“What would you like for your last supper?” Persons slated for execution are customarily asked this question, thus selecting the menu for their final meal.
Faced with that circumstance, I think I’d respond, “I really don’t have much of an appetite tonight, but how about how about another fifty years of meals, starting tomorrow morning?”
Today is Maundy Thursday, the day we remember Jesus’ last supper, although Maundy actually means, “washing of the feet”—another component of the last supper. “Why is this night different from all other nights?” That is the question asked by the youngest son, or male, present during the Passover meal (or Seder, meaning an order of service). The events in the life of Christ and His disciples that night truly distinguish it from all other nights.
The Passover signified Israel’s redemption from Israel. For New Testament believers in Jesus Christ, it signifies that we are redeemed from the bondage of slavery to sin through the sacrifice of Jesus, “the Lamb of God, who takes away the sin of the world.” (John 1:29 NKJV) More than 30 times Jesus is referred to as a lamb, or the “Lamb of God” in the New Testament. What can we learn about disappointments, detours, and destiny from the events that took place on that night 2,000 years ago?
- Friends are important in times of celebration and times of suffering.
Passover was meant to be celebrated with friends and family. If a person was too poor afford a Passover lamb, he was to join with friends. If a family was too small to eat the entire meal, they were to invite friends or needy people to join with them. It is significant that Jesus chose to be with His disciples during His last supper.
Not only do we need friends during times of celebration, but we especially need them during times of suffering. By the time they were sitting down for the Passover meal, Jesus was already suffering. He suffered when He revealed that Judas Iscariot would be the one to betray Him. In ancient times, if you dipped your food along with a friend, you signified absolute allegiance to him. Judas’s deceit and betrayal must have shocked the rest of the disciples. But it didn’t shock Jesus, it merely hurt Him and further illustrated the beginning of the Passover meal, when a vegetable (often a piece of lettuce), is dipped into water mixed with bitter herbs. This represented the bitterness of slavery – and no doubt it reminded Jesus and His disciples of the bitterness of unfaithfulness.

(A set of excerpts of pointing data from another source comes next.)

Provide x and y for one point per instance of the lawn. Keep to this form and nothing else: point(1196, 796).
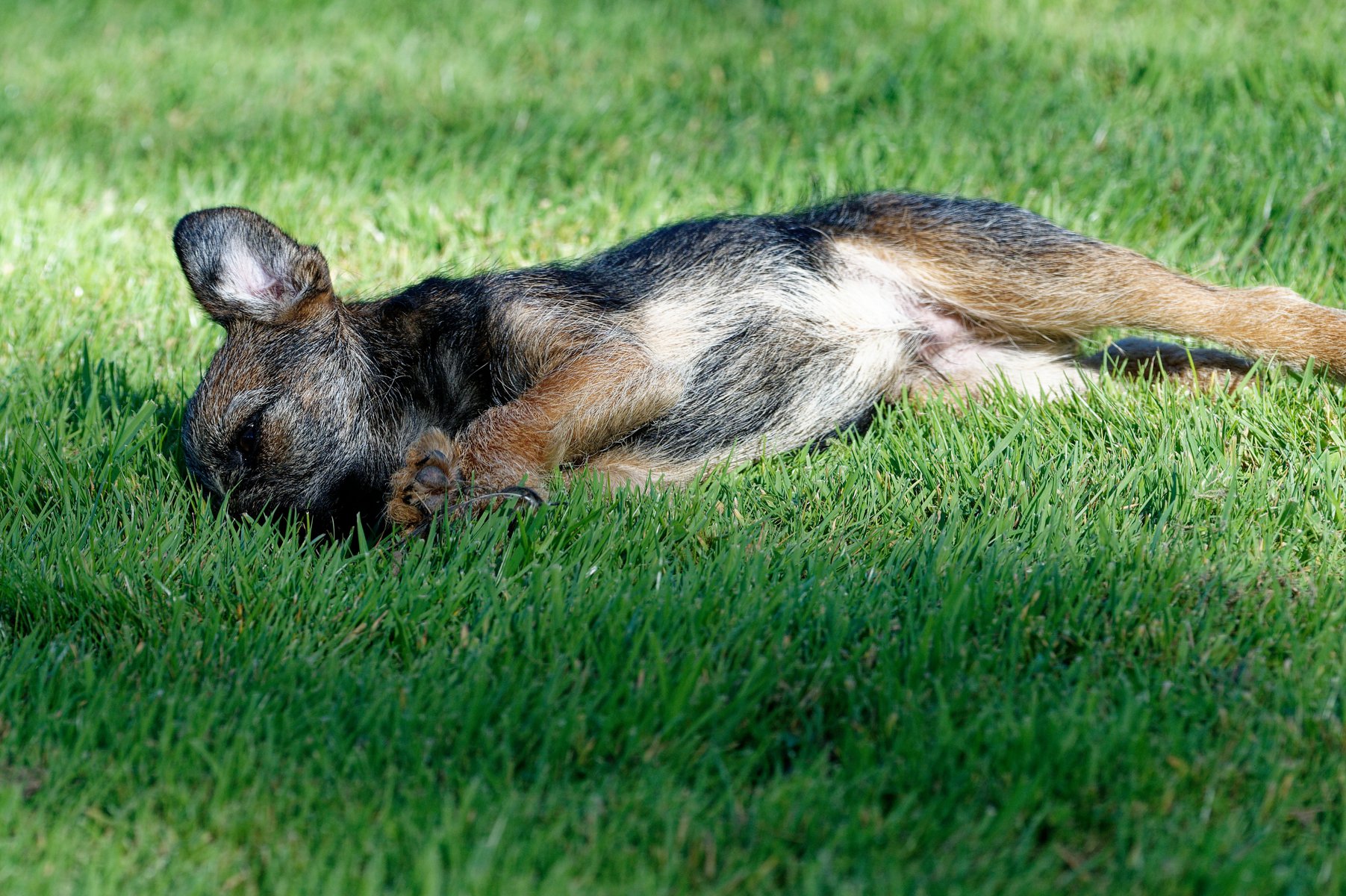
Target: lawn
point(1015, 647)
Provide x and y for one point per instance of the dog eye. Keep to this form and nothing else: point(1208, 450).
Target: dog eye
point(246, 441)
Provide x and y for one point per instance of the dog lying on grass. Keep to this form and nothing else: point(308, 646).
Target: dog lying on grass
point(708, 342)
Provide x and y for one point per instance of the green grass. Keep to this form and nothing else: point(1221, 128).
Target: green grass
point(1009, 649)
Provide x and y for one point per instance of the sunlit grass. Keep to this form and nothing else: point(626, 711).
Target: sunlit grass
point(1004, 647)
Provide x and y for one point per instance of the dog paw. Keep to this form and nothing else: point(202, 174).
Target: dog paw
point(434, 482)
point(427, 481)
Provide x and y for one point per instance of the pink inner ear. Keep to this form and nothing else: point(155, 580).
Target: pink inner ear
point(244, 278)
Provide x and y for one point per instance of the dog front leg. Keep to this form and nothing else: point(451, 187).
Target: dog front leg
point(579, 408)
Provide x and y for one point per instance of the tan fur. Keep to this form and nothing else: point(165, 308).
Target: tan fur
point(1072, 291)
point(585, 404)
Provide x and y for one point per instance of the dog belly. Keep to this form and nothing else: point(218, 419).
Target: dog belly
point(772, 367)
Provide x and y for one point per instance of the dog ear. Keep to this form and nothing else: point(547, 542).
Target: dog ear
point(243, 267)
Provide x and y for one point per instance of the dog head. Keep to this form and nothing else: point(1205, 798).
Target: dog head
point(286, 414)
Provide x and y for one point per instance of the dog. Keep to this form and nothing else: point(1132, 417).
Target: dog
point(702, 345)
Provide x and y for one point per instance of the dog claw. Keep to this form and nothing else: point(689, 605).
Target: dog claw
point(432, 476)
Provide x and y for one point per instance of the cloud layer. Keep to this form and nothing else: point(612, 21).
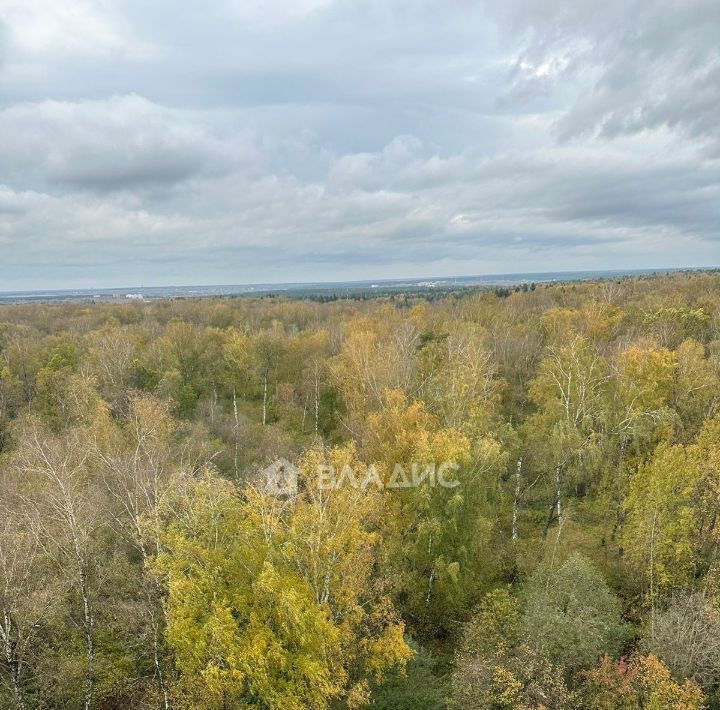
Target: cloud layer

I’m sure Peter must have listened very carefully that night when Jesus identified Judas as His betrayer. And I’m equally sure Peter had very good intentions to never do anything to betray the Lord. But Peter underestimated the power of intimidation and overestimated the strength of his resolve. Before the night was over, Peter abandoned the Lord Jesus and even swore that he didn’t know him.
Jesus Christ alone can promise to never leave us and fulfill that promise. He is a faithful and forgiving friend. This is a remarkable fact when you consider that Jesus never made a mistake, committed a sin, or did anything to hurt another individual. A real friend is one who is able to overlook the faults of another and can bring out the best in that person.

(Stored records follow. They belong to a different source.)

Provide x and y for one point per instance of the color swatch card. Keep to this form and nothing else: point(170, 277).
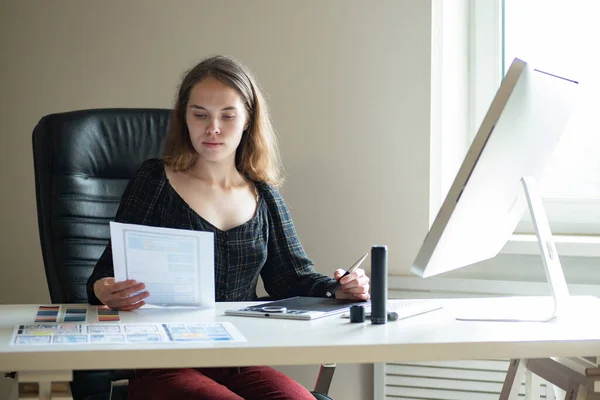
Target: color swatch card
point(105, 314)
point(69, 334)
point(75, 314)
point(47, 314)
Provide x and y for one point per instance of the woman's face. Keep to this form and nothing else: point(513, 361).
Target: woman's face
point(216, 118)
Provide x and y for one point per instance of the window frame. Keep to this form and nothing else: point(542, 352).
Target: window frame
point(568, 215)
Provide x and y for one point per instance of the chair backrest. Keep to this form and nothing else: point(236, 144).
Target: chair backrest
point(82, 162)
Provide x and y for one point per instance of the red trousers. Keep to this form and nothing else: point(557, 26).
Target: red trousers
point(229, 383)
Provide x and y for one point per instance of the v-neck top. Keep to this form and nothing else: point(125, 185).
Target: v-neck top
point(267, 245)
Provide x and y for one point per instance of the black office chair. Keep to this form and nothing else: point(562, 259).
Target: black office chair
point(82, 163)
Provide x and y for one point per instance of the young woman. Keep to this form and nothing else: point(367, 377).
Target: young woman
point(219, 173)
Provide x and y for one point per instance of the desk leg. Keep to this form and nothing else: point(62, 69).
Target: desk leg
point(44, 385)
point(514, 376)
point(532, 386)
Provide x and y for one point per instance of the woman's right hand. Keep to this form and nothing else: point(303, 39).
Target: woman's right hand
point(116, 295)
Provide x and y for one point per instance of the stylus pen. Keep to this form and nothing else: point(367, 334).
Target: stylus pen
point(331, 292)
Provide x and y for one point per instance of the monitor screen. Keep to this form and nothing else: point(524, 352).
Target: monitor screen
point(517, 137)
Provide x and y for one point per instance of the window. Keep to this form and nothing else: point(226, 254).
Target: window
point(557, 36)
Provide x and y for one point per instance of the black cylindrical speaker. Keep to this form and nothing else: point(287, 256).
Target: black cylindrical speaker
point(378, 284)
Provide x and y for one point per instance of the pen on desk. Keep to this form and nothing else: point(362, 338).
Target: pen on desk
point(331, 292)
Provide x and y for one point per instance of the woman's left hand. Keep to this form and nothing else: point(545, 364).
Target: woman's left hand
point(354, 286)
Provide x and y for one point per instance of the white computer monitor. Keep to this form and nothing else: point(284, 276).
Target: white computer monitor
point(516, 139)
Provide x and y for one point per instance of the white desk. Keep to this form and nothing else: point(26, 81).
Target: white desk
point(435, 336)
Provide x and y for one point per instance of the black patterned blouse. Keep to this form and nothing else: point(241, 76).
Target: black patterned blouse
point(267, 245)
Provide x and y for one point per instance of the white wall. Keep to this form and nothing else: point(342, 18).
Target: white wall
point(348, 83)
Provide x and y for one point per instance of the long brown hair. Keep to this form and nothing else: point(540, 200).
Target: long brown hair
point(257, 156)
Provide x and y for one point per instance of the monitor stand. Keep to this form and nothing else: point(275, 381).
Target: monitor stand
point(535, 309)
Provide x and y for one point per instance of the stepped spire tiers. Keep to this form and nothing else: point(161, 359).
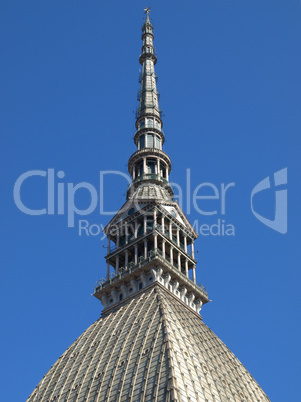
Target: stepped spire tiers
point(150, 343)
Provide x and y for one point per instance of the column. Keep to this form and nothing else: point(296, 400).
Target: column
point(126, 263)
point(136, 229)
point(155, 242)
point(193, 274)
point(179, 261)
point(171, 255)
point(136, 254)
point(117, 239)
point(163, 224)
point(108, 271)
point(185, 243)
point(186, 268)
point(117, 265)
point(178, 237)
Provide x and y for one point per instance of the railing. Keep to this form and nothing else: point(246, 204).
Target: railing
point(149, 228)
point(152, 255)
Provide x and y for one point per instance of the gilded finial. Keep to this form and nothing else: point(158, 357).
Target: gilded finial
point(147, 10)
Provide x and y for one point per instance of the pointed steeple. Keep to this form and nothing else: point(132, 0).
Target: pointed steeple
point(150, 236)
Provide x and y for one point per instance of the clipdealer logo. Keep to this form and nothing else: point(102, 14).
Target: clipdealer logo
point(61, 200)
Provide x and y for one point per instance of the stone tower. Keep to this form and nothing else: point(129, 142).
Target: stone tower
point(150, 343)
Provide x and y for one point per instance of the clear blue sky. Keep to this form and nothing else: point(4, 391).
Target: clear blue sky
point(229, 77)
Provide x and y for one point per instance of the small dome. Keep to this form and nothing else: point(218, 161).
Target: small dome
point(150, 191)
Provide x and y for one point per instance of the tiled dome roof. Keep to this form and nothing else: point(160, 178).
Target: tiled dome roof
point(151, 347)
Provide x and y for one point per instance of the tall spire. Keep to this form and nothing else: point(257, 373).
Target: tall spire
point(150, 236)
point(149, 164)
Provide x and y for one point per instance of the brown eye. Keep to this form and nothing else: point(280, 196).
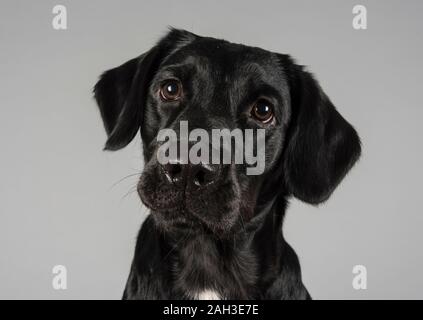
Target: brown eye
point(171, 90)
point(262, 111)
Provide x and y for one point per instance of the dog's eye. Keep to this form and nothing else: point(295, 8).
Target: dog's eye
point(262, 111)
point(171, 90)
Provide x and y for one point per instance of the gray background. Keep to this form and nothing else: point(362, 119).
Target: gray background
point(59, 201)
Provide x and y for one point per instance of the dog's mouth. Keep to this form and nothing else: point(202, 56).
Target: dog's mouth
point(213, 209)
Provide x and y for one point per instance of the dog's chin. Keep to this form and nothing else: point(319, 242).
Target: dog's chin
point(178, 219)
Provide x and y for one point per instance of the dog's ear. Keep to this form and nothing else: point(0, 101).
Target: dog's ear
point(121, 91)
point(322, 146)
point(119, 94)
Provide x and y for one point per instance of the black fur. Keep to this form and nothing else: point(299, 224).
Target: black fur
point(226, 237)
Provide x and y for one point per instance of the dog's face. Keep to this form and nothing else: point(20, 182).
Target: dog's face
point(214, 84)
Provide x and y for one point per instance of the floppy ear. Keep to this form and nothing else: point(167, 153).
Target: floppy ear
point(322, 145)
point(120, 93)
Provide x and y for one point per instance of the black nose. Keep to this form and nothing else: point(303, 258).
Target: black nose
point(197, 175)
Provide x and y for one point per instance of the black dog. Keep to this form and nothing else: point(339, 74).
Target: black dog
point(215, 232)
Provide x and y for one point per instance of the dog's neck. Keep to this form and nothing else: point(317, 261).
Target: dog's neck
point(251, 264)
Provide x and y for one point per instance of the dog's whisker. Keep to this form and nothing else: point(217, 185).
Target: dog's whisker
point(124, 178)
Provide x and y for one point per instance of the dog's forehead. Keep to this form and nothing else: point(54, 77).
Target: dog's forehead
point(224, 58)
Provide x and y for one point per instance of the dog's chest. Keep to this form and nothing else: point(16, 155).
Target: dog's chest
point(208, 295)
point(202, 272)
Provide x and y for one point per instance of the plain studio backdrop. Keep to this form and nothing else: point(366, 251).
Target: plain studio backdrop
point(62, 200)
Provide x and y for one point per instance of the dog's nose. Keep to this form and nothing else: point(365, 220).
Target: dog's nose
point(197, 175)
point(175, 172)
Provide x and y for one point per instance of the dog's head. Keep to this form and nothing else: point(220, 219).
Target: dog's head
point(209, 84)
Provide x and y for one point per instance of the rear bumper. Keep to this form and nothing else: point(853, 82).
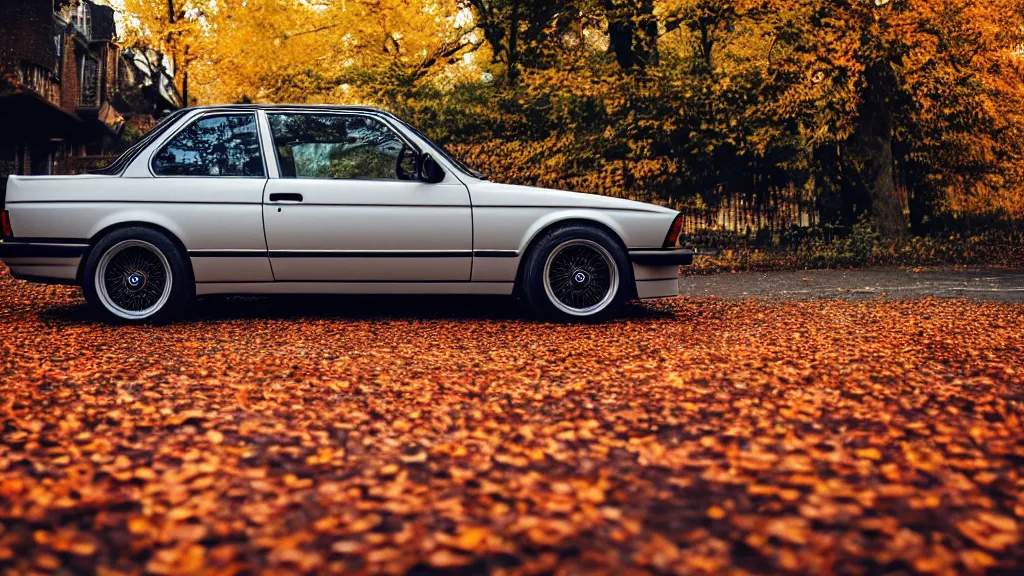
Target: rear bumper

- Jesus modeled servant leadership.
It is interesting that John (13:1-16) is the only Gospel writer that mentions how Jesus washed the disciple’s feet during the ceremonial meal. This probably took place right after the Kiddush (blessing) and the dipping of bitter herbs in salt water. Jesus rose from the table and took a towel and began to wash the disciple’s feet, much to their absolute shock. Traditionally, a master or rabbi would never do such a thing – it was work for a slave or servant. In fact, during the first ceremonial washing of the Passover meal, the host washed first, to signify that he was the head of the house, the undisputed leader. But Jesus insisted on showing that true leaders serve.
Matthew was Jewish and wrote to the Jews, so they would understand everything associated with the Passover meal. Matthew presented Jesus Christ as the King. His Gospel is known as the Gospel of the King. Even though Jesus was the King of the Jews, He didn’t act like an earthly King. He modeled servant leadership and encouraged us to follow His example.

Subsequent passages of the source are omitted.